When my dimensions are as well compact,
My mind as generous, and my shape as true
As honest madam’s issue? Why brand they us
With “base,” with “baseness,” “bastardy,” “base,” “base”—
Who in the lusty stealth of nature take
More composition and fierce quality
Than doth within a dull, stale, tirèd bed
Go to th’ creating a whole tribe of fops
Got ’tween a sleep and wake? Well then,
Legitimate Edgar, I must have your land.
Our father’s love is to the bastard Edmund
As to the legitimate.—Fine word, “legitimate”!—
Well, my legitimate, if this letter speed
And my invention thrive, Edmund the base
Shall top th’ legitimate. I grow, I prosper.
Now, gods, stand up for bastards!”
These days we use the word ‘bastard’ frequently and in more than one way.
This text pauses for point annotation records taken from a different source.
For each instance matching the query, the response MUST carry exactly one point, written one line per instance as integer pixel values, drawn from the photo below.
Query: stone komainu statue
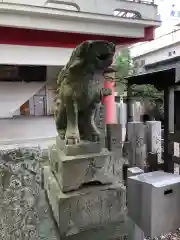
(80, 90)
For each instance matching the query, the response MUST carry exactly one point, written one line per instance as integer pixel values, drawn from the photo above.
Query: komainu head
(92, 56)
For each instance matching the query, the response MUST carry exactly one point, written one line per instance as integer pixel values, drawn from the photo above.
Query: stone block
(87, 208)
(137, 144)
(85, 147)
(74, 171)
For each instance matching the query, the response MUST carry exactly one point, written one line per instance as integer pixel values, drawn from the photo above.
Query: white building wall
(31, 55)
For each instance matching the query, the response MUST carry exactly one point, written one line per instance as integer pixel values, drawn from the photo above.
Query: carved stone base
(85, 147)
(72, 172)
(88, 208)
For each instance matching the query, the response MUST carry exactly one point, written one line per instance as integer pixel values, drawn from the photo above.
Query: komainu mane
(80, 89)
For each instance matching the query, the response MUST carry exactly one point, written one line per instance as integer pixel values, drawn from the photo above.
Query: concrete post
(134, 232)
(153, 136)
(110, 104)
(137, 147)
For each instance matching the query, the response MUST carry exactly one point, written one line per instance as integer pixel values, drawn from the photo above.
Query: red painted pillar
(110, 105)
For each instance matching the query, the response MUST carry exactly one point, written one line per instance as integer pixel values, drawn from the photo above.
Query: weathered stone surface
(85, 147)
(24, 210)
(100, 122)
(153, 137)
(86, 208)
(137, 144)
(74, 171)
(112, 231)
(80, 91)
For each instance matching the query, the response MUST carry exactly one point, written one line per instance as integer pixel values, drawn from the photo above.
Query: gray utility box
(154, 202)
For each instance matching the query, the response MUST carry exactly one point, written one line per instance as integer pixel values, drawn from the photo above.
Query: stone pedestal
(83, 190)
(154, 138)
(86, 208)
(72, 172)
Women, not having any counter to the words men use to demean them, like ‘cow’, ‘bitch’, ‘whore’, and many more, will generally refer to a man they wish to demean with the single word ‘bastard.’ They may also use it in the general sense, as ‘men are bastards.’ “Bastard” is also used in an affectionate, compassionate way: ‘the poor bastard was mugged last night,” And also in a general sense to apply to an unpleasant person; “Some bastard stole my wallet.” The original meaning – the child of parents not married to each other – has gone out of use in western countries as the legitimacy or illegitimacy of human beings has ceased to be a legal or social issue.
‘Bastards in Shakespeare’s plays
Shakespeare introduces four characters as bastards in his plays:
- Edmund in King Lear
- Philip Faulconbridge in The Life and Death of King John
- Don John the Bastard in Much Ado about Nothing
- Thirsites in Troilus and Cressida
When the audience saw someone proclaimed as a bastard they naturally took him as a negative character. Edmund subverts that expectation in that he comes across as a man whose cause has to be taken seriously. He is definitely a villain but he is a very attractive human being and has a strong point to make. That is particularly striking to modern audiences, but Elizabethan audiences would have responded to his character and his logical behaviour throughout.
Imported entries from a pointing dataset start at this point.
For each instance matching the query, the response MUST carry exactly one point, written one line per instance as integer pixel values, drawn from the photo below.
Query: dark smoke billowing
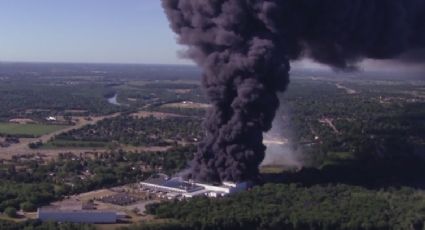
(245, 46)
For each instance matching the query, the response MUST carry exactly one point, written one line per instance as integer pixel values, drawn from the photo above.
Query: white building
(177, 187)
(77, 215)
(51, 118)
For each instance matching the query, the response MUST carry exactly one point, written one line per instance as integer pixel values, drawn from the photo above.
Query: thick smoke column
(244, 48)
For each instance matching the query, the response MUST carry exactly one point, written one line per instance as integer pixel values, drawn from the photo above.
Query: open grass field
(34, 130)
(74, 144)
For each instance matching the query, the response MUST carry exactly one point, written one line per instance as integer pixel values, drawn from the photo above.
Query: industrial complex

Don John in Much Ado About Nothing is different. He is the illegitimate brother of the Duke, Don Pedro. He seems permanently depressed, condemned to his role as a villain. He thinks he has to be a villain because he is a bastard. He refers to himself as ‘a plain-dealing villain’ and looks for villainous things to do. He does not do those villainous things for profit. That he’s a bastard is his only reason for being a villain, which makes him a good character in a comic play as he creates the kind of confusion and misunderstandings that comedy thrives on.
Philip Faulconbridge is the colourful son of King Richard I. He is not a villain and, in fact, he distinguishes himself and is later knighted as Sir Richard Plantagenet.